The significant contribution made by the greyhound racing industry to the Irish exchequer and rural employment is highlighted in a new report which has been published this morning at Shelbourne Park in Dublin.
The report, compiled by consultant economist Jim Power, and commissioned by Greyhound Racing Ireland shows the industry made a net contribution to the Irish economy of €132.3 million in 2019 and supported 4,150 full-time and part-time jobs.
An additional 6,211 active greyhound owners derived economic benefit from the industry in 2019, the last full year of activity before the pandemic. An investment of a further €117.8 million was made by greyhound owners in 2019 in preparing and racing greyhounds.
While Covid-19 restrictions have resulted in a significant decrease in activity and revenue during 2020 and 2021, GRI expects to return to pre-pandemic activity and attendances in 2023.
The numbers are significant and an important statement in support of maintaining the state support which comes through the Department of Agriculture as part of the Horse and Greyhound racing fund.
Care and Welfare
The sport has been through difficult times in terms of public relations over care and welfare but the report also highlights the significant work that is a feature of the sport’s approach to this area.
The provision of care and foster care centres, the introduction of an expanded inspection programme for greyhound establishments, the operation of a Greyhound Injuries Support Scheme, and the commissioning of the Rásaíocht Con Éireann Traceability System are outlined.
Detail is also provided of 3,995 greyhounds that have been rehomed over the past three years with the support of GRI and the Irish Retired Greyhound Trust.
“The greyhound industry is going through a very challenging period, but the economic, financial, and employment contribution remains significant,” said Greyhound racing Ireland Chair Frank Nyhan.
“The challenges experienced in recent years by the industry include declining attendances, the closure of some tracks for economic reasons, Brexit and adverse publicity in relation to welfare and other practices within the industry.”

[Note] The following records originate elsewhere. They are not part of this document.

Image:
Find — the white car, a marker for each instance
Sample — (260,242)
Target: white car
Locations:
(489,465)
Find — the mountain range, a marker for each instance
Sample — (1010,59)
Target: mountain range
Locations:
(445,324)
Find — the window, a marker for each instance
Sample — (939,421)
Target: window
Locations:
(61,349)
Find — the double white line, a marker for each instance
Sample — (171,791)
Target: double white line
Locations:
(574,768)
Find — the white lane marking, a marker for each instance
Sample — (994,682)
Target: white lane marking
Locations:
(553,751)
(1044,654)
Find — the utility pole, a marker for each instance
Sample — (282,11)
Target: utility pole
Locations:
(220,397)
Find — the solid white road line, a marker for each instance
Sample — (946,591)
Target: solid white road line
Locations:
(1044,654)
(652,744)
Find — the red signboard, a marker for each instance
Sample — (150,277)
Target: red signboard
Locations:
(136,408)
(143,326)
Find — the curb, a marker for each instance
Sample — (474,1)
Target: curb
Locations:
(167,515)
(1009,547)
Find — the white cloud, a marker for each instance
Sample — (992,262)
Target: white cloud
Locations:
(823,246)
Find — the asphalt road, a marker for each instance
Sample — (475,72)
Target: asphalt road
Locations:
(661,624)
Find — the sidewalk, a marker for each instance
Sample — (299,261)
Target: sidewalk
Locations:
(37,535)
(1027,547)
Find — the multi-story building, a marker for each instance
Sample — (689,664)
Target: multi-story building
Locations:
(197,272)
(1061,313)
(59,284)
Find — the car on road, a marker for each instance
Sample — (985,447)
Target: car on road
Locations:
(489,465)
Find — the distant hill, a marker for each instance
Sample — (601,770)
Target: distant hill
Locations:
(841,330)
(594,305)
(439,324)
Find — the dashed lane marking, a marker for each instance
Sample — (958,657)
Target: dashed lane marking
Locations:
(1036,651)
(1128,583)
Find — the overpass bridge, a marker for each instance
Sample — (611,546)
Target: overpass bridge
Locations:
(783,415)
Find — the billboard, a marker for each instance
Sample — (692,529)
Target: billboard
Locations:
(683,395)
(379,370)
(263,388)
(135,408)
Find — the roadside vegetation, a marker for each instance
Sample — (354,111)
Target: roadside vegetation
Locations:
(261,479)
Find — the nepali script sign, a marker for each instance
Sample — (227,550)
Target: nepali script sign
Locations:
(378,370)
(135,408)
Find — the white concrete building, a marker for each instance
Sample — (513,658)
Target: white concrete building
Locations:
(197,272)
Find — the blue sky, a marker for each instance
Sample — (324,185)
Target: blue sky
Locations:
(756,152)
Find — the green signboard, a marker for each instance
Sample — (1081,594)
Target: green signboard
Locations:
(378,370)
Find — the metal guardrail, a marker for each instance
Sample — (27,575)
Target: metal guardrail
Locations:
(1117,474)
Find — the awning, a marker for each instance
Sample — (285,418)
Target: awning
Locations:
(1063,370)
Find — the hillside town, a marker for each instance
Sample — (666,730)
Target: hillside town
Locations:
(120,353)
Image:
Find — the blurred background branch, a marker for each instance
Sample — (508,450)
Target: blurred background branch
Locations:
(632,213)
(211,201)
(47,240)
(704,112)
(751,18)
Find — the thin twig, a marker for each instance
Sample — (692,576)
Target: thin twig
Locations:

“The ongoing challenge for GRI is to continue the development of a commercial greyhound racing industry built on a consumer-focused, and high-quality entertainment product, which meets the highest possible international regulatory and welfare standards.”
“In 2019, 462,709 patrons attended race meetings, and it is difficult to see that total being surpassed in 2022. However, provided the public and private greyhound stadia are put on a sound commercial footing, and there is a continuance of the aggressive approach to regulating the sector it is anticipated that attendance levels will reach or exceed pre-pandemic levels in 2023.”
The report contains a county-by-county breakdown of the 6,211 active owners across the island of Ireland with Cork leading the way, accounting for 890 or 15% of the overall number followed by Tipperary (669, 11.3%), Kerry (599, 10.1%), Limerick (540, 9.1%), Wexford (314, 5.3%) and Kilkenny (286, 4.8%.) Tipperary accounts for 12.5% (50) of the 400 active trainers in Ireland followed by Cork (38, 9.5%), Kerry (34, 8.5%), Limerick (30, 7.5%), Wexford (21, 5.25%) and Tyrone (19, 4.75%).
Other highlights include betting on Greyhound Racing contributing to the generation of a return to the Exchequer of €95 million in 2019; the raising of €8 million for worthy causes through organised events at stadia around the country and the maintenance of sponsorship revenue and growth of media rights income.
In 2019 and 2020, the Department of Agriculture, Fund and the Marine paid €16.8 million to the greyhound industry through the Horse and Greyhound Racing Fund, and it increased the allocation to €19.2 million in 2021 to provide general support to the industry and to enable it deal with Covid.
“The greyhound industry is an important part of the social and economic fabric of rural Ireland. It supports considerable employment directly and indirectly down through the supply chain, and it is an important way of life for greyhound owners around the country. For stakeholders in the sector, it is an important economic and social activity,” added Greyhound racing Ireland CEO Gerard Dollard.